The Edge site completes the profiling and classification process and sends the results to Collibra Data Intelligence Platform.

  • You can see the profiling and classification job in the list of activities.
    When the activity is completed, the results page gives an overview of the profiled and classified data.
    If something goes wrong, the job is reported as failed. By default, the capability will try to collect the data, calculate the statistics, and send the results two times with each attempt taking 30 minutes. You can change this in the capability configuration.
  • You can find the profiling results and charts in the Table and Column asset pages.

    Note Columns mapped to following java.sql.Types are excluded from the profiling queries: ARRAY, BINARY, BLOB, CLOB, DATALINK, DISTINCT, JAVA_OBJECT, LONGVARBINARY, NCLOB, NULL, OTHER, REF, REF_CURSOR, ROWID, SQLXML, STRUCT, VARBINARY.
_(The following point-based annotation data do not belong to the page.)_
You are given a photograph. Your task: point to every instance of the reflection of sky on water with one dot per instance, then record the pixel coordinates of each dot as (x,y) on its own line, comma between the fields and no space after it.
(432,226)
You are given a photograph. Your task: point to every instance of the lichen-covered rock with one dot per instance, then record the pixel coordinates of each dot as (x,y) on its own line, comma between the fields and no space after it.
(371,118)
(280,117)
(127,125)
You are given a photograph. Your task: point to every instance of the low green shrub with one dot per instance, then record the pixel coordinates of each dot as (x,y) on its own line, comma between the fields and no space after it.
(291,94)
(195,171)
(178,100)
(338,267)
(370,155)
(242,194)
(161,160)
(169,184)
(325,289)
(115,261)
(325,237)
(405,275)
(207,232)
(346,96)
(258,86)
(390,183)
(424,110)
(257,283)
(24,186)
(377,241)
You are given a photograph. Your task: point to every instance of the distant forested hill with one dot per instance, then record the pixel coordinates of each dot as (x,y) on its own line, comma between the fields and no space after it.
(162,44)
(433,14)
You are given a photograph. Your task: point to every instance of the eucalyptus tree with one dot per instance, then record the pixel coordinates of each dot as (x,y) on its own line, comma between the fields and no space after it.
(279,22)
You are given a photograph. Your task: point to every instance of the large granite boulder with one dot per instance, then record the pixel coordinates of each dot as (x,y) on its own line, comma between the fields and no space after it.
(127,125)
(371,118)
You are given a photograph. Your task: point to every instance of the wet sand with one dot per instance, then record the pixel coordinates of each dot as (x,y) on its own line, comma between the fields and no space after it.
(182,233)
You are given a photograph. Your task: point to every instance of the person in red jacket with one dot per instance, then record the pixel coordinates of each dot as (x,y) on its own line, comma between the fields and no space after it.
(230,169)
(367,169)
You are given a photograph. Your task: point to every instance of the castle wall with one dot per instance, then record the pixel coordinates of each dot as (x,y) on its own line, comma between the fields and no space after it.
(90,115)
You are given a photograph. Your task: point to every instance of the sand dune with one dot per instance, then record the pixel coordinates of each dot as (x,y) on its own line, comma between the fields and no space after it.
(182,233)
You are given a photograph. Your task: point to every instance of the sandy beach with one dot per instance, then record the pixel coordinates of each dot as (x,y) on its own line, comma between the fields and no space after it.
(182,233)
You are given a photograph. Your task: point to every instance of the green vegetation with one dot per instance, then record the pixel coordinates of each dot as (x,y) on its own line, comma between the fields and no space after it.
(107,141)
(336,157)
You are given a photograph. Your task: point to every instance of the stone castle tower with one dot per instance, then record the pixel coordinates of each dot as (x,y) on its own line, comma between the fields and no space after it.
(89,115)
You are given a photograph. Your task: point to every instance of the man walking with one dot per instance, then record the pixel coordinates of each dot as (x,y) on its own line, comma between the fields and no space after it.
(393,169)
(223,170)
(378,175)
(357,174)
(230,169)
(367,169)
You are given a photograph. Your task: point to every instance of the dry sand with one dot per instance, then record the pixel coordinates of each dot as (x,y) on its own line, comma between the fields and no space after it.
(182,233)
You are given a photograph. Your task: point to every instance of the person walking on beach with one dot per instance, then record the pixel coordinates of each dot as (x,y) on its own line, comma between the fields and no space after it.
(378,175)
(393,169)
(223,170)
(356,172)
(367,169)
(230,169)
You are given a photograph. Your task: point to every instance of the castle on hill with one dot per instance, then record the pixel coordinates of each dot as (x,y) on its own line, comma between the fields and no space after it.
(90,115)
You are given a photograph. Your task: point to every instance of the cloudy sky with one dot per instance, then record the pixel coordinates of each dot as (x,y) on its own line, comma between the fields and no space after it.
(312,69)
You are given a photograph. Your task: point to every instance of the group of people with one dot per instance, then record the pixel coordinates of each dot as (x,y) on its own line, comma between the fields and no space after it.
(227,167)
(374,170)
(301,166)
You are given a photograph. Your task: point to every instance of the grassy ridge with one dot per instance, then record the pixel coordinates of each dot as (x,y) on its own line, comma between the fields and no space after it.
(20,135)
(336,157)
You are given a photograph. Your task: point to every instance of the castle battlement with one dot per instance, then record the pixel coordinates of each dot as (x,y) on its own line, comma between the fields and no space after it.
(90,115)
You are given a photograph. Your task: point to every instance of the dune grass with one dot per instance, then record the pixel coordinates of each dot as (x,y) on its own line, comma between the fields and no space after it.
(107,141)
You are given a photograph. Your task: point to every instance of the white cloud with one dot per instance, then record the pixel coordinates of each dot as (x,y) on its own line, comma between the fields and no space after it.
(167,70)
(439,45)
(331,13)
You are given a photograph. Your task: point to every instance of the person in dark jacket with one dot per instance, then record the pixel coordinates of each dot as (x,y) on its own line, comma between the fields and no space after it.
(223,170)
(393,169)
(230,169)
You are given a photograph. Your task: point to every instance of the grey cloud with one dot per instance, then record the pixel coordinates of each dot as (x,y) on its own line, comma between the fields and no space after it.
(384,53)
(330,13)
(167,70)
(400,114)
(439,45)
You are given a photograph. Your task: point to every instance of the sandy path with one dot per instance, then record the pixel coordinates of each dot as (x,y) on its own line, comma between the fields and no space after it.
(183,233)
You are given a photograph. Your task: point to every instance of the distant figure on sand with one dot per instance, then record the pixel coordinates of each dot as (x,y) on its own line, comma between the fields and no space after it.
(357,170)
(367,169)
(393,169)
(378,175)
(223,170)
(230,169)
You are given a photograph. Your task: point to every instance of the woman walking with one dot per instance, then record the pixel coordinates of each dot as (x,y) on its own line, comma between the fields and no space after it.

  • You can find the suggested data classes and provide feedback on them either via the Table asset page (in the Columns tab page), Column asset page (in the Data Profiling tab page), or the Physical Data Connector.

    Important If you are using the Unified Data Classification method, the classification process does not automatically run at the same time as profiling. When you start the profiling and classification activity, only profiling results will be collected. You need to activate the classification process separately.

  • In the Configuration tab page of the Database asset, if a schema is profiled and classified, you see a check symbol next to the schema name. If the profiling or classification of a schema failed, an exclamation mark is shown.